The continual and heartbreaking destruction of young lives in our city is not inevitable. As Mayor of London, I would focus my resources on what works to prevent crime and keep people safe.

With three more lives lost in Ilford on Sunday night, London needs to face facts: we cannot protect our children and young adults from violence when the services they rely upon are slashed to the bone.

While the headline Mayor election crime debate has involved much shouting about police numbers, in City Hall I’ve been quietly getting on with making a practical difference, exposing and helping to fill huge gaps in the youth services that are a vital plank of the wider support services that are being cut across the country.

In annual reports as an Assembly Member, I have exposed the haemorrhaging of funding to youth work in London. Council budgets are down by nearly half since 2011, with more than 100 projects closing their doors and over 500 youth workers losing their jobs, leaving young Londoners less supported to thrive, and more vulnerable to pressures to get into trouble.

This work, and my budget proposals to the Mayor, led to the creation of the Young Londoners’ Fund in 2018. It began a year later than I first suggested it, but the fund has so far contributed £39 million to youth support.

In contrast, the Conservative candidate for Mayor, Shaun Bailey has not used his place in the Assembly to help in the same practical way. I often despair at the quality of the debates in Mayor’s Question Time, where tit for tat Conservative and Labour squabbling often breaks out over whether the Mayor or the Government is to blame for cuts in policing.

Senior police agree that increasing officer numbers alone will not solve violence, and that real community policing, where officers have time to get to know the other people supporting communities, is a key part of prevention. Meanwhile, people on the ground warn that the current ‘taskforce’ approach, which parachutes special squads into local areas when problems break out, risks alienating Londoners and making things worse in the long term.

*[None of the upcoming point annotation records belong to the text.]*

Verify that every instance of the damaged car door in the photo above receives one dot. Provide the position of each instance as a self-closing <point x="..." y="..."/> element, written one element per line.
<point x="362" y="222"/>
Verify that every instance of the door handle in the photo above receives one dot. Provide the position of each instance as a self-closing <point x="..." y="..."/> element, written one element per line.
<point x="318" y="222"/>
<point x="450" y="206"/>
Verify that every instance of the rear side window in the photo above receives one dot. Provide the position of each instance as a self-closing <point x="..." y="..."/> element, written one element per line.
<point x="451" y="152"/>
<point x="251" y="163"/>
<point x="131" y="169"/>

My Assembly work on the Police and Crime Committee has meant listening to councillors and officers from Glasgow and the West Midlands who have been leading the way with new public health models for reducing violence. Unlike Shaun Bailey, I know that we don’t need to look as far afield as New York, or as far back as a discredited ‘broken windows’ theory, when the best ideas lie much closer to home.

London has taken the first steps in launching its own violence reduction unit (VRU) to work against all kinds of violent crime. However, to work at its best, I believe this must be independent of both the local authorities and the police. If I become Mayor, I would therefore separate it from the Mayor’s Office for Policing And Crime (MOPAC) and find ways to invest even more in building up our children’s lives and resilience.

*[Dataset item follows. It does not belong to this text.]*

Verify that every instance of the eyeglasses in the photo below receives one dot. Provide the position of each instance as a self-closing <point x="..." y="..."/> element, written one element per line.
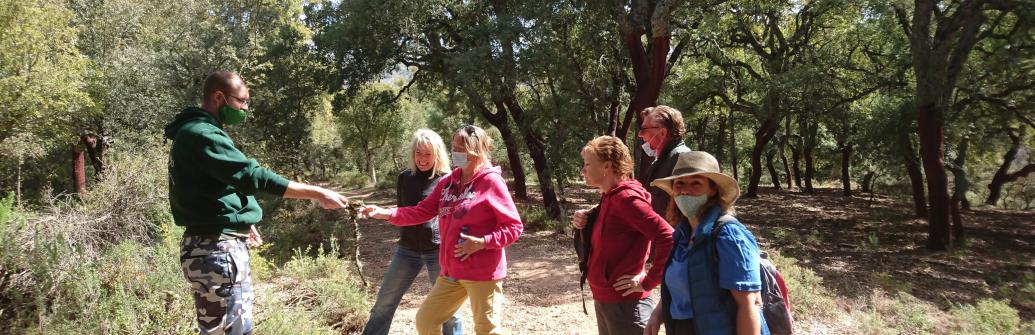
<point x="470" y="129"/>
<point x="243" y="101"/>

My approach is backed by the work of the politically independent Youth Violence Commission, whose interim report last year said: “As we learnt from Scotland’s success, a public health approach requires whole-system, cultural and organisational change supported by sustained political backing. Anything short of this will fail.”

Listening to Londoners and evidence-based ideas, with more funding and political will is what is needed to solve our problems.

I’ll deliver all of this — because Londoners’ lives depend on it.